Joana da Conceição, Australia 109, diapositivo

“É preferível escolher o impossível verosímil do que o possível incrível.”
in Arte Poética, Aristóteles

A pretensão de conversão credível do real à bidimensionalidade serve um longo processo histórico – especulativo – que marca, de forma mais ou menos declarada, a Arte Ocidental, em prática e conceito, desde a germinação dos dourados pressupostos Clássicos. Pelo conjunto de procedimentos engendrados e sucessivamente apurados evidencia-se um sistema de representação efectivamente extraordinário, admirável e engenhoso.

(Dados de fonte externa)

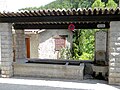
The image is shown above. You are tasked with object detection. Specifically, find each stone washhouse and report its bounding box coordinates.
[0,7,120,85]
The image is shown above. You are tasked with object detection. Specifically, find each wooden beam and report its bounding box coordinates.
[13,22,110,29]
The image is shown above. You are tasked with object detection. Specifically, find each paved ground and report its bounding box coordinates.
[0,77,120,90]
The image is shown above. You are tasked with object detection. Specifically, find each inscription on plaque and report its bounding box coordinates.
[95,31,107,65]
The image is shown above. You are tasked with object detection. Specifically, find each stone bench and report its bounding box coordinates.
[14,63,84,80]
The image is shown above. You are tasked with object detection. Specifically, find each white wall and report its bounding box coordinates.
[38,29,72,59]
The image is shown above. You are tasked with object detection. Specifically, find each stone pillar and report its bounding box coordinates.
[15,30,26,63]
[0,23,13,77]
[108,21,120,85]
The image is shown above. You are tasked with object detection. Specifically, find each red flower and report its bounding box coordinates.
[68,24,75,31]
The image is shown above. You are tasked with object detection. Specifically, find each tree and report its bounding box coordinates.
[106,0,118,9]
[92,0,105,9]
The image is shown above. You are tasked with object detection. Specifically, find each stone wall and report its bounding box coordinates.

A capacidade de síntese da aparência do real torna entendível e explicável uma relação eminentemente empírica. Trata-se de procurar pela representação a dedução afirmativa do real, consubstanciando o processo privilegiado para a sua indução – a observação. A apresentação de uma imagem verosímil a observador e fruidor credibiliza a auscultação, eminentemente perceptiva, de ambos.
Depreendemos tratar-se de uma proposta que prevê o entendimento analítico do real, mas que assumidamente aceita subvertê-lo, porque reconhece uma intermediação particular e experimental dos sujeitos.

E todo o processo está invariavelmente subordinado a esta condição. O real não comporta Linha de Terra, Pontos de Fuga, ou Linha de Horizonte. Estes são elementos objectuais, não reais, de um sistema planeado para responder à aspiração de entender o real.
Assim, representar a Linha do Horizonte, parábola deste ávido projecto pela sua especificidade, não é mais do que manifestar-se declaradamente parte de um processo obsessivo que, por via ilusória, aspira a tentativa de representação de uma ilusão. Não é mais do que procurar figurar de forma simbólica e convencionada o que parece real. Projectar uma fronteira imaterial e intangível num plano ficcional que medeia a relação do observador com o real, é puro acto especulativo – representar ideias, corporizar o virtual, substanciar um entendimento abstracto.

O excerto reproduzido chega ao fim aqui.